Смутил меня этот чиновник. Думаю: постой, сегодня же ночью все выведу на чистую воду. Стал я опять у банка. Вышел с подъезда барин, и я его повез, как всегда; в последнее время его уж и не спрашивал, — знал, куда везти…
Выехали мы от сената к синоду, оттуда стали пересекать площадь у Конногвардейского бульвара. С бульвара ярко светил месяц. Я и давай изловчаться, чтоб незаметно оглянуться влево, есть-ли от барина тень. И только что я думал оглянуться, он хвать меня за плечо… «Не хотел, говорит, по чести меня возить, больше возить не будешь; никогда не узнаешь, кто я такой…» Я так и обмер; думаю: ну, как он мог узнать мои мысли? — Я отвечаю: ваше благородие, не на вас… «На меня, говорит: только помни, никогда тебе меня не узнать».
Дрожал я всю дорогу до Волкова от этакого страха. Привез туда; барин опять бросил бумажку. — Прикажете завтра? — спрашиваю. — Не нужно, — ответил — больше меня вовеки не будешь возить…
Ушел он и исчез между могилами, как дым улетел куда-то.

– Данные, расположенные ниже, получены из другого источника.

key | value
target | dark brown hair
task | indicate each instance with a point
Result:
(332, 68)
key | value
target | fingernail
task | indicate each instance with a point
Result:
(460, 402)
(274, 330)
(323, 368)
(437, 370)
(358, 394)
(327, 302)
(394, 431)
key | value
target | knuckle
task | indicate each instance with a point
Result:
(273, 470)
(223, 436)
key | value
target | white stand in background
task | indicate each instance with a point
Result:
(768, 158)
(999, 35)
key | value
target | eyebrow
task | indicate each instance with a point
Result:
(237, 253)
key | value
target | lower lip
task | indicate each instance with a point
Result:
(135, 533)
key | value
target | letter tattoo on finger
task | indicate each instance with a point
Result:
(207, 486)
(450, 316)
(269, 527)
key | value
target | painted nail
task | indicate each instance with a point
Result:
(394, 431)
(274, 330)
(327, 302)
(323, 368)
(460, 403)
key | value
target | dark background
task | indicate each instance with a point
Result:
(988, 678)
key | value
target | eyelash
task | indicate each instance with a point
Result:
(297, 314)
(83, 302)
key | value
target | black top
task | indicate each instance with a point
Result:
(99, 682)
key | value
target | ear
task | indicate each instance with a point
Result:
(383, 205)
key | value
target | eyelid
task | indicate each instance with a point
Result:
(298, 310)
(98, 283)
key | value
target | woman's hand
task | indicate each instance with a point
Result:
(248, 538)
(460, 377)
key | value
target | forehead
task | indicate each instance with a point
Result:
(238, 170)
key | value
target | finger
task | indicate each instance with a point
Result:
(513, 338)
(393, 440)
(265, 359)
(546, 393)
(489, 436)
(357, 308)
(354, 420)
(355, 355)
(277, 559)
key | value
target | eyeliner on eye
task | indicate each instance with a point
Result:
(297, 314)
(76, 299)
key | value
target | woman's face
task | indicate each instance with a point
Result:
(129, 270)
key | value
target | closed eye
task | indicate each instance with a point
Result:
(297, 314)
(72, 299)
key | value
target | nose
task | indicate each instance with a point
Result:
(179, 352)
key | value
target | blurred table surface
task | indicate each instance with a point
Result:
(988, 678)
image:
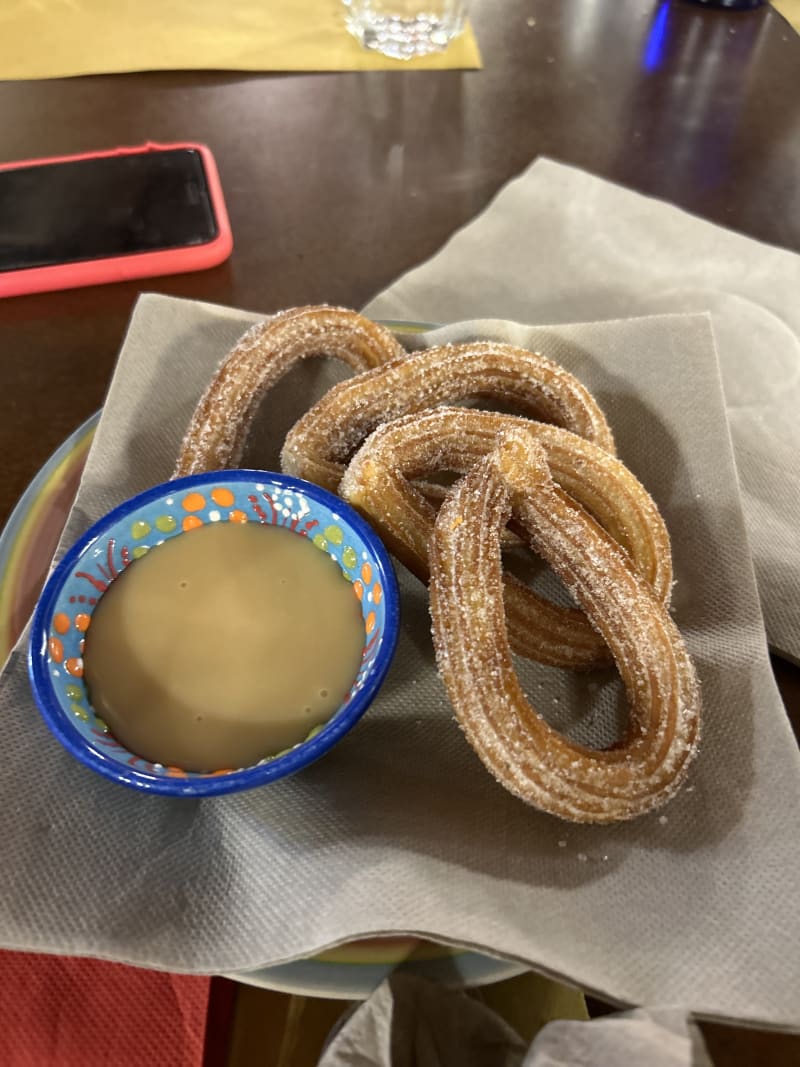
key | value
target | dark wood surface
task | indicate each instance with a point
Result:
(336, 184)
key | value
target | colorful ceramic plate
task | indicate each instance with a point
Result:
(350, 971)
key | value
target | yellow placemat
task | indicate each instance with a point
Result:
(790, 11)
(65, 37)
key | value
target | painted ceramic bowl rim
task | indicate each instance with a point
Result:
(281, 766)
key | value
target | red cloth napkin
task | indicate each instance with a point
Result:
(85, 1013)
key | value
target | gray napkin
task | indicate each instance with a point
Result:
(409, 1022)
(560, 245)
(400, 829)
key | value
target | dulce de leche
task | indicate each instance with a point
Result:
(223, 646)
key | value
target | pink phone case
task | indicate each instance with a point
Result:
(137, 265)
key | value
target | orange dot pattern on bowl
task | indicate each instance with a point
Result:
(272, 505)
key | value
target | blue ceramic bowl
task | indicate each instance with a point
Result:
(64, 614)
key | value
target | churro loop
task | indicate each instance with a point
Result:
(320, 443)
(379, 483)
(525, 754)
(219, 429)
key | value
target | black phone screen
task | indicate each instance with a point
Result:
(109, 206)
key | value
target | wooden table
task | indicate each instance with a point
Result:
(336, 184)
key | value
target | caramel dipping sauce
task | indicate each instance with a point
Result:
(223, 646)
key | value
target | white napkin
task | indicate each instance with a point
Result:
(400, 829)
(560, 245)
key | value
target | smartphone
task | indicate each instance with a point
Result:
(110, 217)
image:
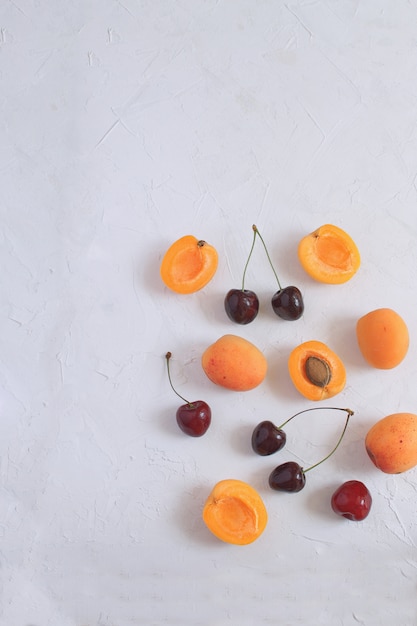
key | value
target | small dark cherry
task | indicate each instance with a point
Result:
(287, 302)
(352, 500)
(193, 418)
(267, 438)
(291, 477)
(242, 305)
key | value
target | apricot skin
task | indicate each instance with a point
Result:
(235, 512)
(234, 363)
(382, 338)
(391, 443)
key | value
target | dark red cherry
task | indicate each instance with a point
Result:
(267, 438)
(287, 477)
(288, 303)
(352, 500)
(194, 418)
(241, 305)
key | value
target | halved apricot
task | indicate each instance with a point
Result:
(316, 371)
(235, 512)
(234, 363)
(188, 264)
(382, 338)
(329, 255)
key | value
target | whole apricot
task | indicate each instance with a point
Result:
(391, 443)
(235, 512)
(382, 338)
(235, 363)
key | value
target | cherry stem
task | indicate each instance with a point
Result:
(316, 408)
(349, 415)
(256, 231)
(168, 356)
(248, 259)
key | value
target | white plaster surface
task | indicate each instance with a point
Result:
(125, 125)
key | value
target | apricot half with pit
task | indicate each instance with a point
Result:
(234, 363)
(382, 338)
(235, 512)
(329, 255)
(316, 371)
(188, 264)
(391, 443)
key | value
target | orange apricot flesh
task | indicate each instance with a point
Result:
(391, 443)
(383, 338)
(316, 371)
(235, 512)
(329, 255)
(234, 363)
(188, 265)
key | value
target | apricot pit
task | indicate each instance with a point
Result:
(316, 371)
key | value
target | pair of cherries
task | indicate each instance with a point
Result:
(242, 305)
(351, 500)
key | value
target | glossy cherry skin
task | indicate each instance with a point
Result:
(194, 418)
(241, 305)
(267, 438)
(287, 477)
(288, 303)
(352, 500)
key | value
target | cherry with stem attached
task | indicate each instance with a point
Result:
(287, 302)
(268, 438)
(242, 305)
(193, 418)
(291, 477)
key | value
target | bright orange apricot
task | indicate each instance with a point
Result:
(235, 512)
(316, 371)
(329, 255)
(188, 264)
(382, 338)
(235, 363)
(391, 443)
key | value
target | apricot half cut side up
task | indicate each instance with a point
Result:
(188, 264)
(235, 512)
(316, 371)
(329, 255)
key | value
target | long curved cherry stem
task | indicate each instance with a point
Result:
(349, 414)
(316, 408)
(256, 231)
(248, 259)
(168, 356)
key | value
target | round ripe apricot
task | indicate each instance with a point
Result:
(235, 363)
(188, 264)
(316, 371)
(391, 443)
(329, 255)
(235, 512)
(382, 338)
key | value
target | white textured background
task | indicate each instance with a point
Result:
(125, 125)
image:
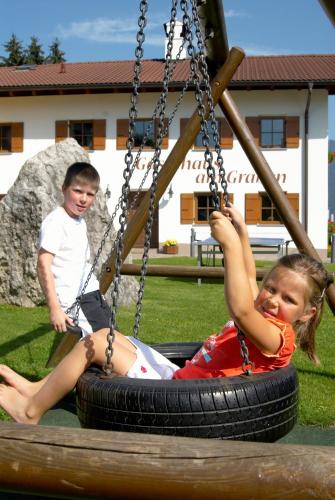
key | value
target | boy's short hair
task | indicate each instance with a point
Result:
(82, 172)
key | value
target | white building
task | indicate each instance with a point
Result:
(284, 100)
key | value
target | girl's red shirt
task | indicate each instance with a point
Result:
(220, 354)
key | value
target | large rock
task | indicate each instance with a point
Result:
(36, 191)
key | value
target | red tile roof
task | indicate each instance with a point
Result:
(260, 71)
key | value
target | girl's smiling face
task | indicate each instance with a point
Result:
(283, 296)
(78, 198)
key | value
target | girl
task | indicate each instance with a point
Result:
(290, 300)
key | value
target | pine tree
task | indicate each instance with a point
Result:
(34, 52)
(56, 55)
(15, 51)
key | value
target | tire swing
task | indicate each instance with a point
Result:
(254, 407)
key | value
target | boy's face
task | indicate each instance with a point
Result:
(78, 198)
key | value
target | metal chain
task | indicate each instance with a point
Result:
(200, 100)
(108, 367)
(247, 365)
(214, 125)
(76, 305)
(156, 165)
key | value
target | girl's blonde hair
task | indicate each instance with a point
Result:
(317, 281)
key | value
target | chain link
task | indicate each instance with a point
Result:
(155, 168)
(247, 365)
(76, 305)
(108, 367)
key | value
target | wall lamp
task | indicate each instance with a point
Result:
(107, 192)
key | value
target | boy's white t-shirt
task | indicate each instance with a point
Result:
(66, 238)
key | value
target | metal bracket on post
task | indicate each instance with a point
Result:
(332, 248)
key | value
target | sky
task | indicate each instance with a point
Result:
(102, 30)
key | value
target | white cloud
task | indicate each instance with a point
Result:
(262, 50)
(105, 30)
(234, 13)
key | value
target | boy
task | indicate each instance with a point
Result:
(64, 257)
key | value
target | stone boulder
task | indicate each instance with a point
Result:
(37, 191)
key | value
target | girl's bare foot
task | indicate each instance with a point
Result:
(21, 384)
(16, 405)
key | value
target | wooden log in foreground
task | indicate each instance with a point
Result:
(82, 463)
(169, 271)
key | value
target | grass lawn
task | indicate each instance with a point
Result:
(173, 310)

Думаю: шутишь. Выехал я опять на следующую ночь на набережную, простоял до утра, — никто с подъезда не выходил. Вижу, дворники метут банковский тротуар; я к ним: — Кто, спрашиваю, тут живет? — Никого, отвечают, нету здесь, кроме швейцара; утром приходят господа на службу, а к обеду расходятся; квартир никому нет. — Что за наваждение? Выехал я на вторую ночь, опять никого. Заехал с Галерной к дворнику, спрашиваю, — тот то же самое, — видно, говорит, тебе приснилось. Дождавшись утра, вышел швейцар, — я его сейчас узнал; спрашиваю, — он даже осерчал, чуть не гонит в шею: я тебя, говорит, никогда и не видел, проваливай — какие тут жильцы! никто отсюда не выходил, и никого ты не возил, — все это тебе либо с дуру, либо со сна, а вернее с пьяна… Постоял я еще ночь, утром поехал на Волково, давай толковать с сторожами; там я приметил рыжего одного, в веснушках, — все отреклись, и рыжий: знать тебя не знаем, никого ты не привозил, и видим тебя впервое, — у нас строго заказано, никого в калитку по ночам на кладбище не пускаем… Так это и кончилось, с той поры я не езжу на аглицкую набережную, заработок этот прекратился, — одна беда— лошадь сноровилась и все ее тянет туда… Хозяин дуется, ребята прохода не дают; а что это за оказия была с банковским этим самым барином, ума не приложу…
— И это все правда?
— Сущая правда! вот вам святой крест! — заключил рассказчик.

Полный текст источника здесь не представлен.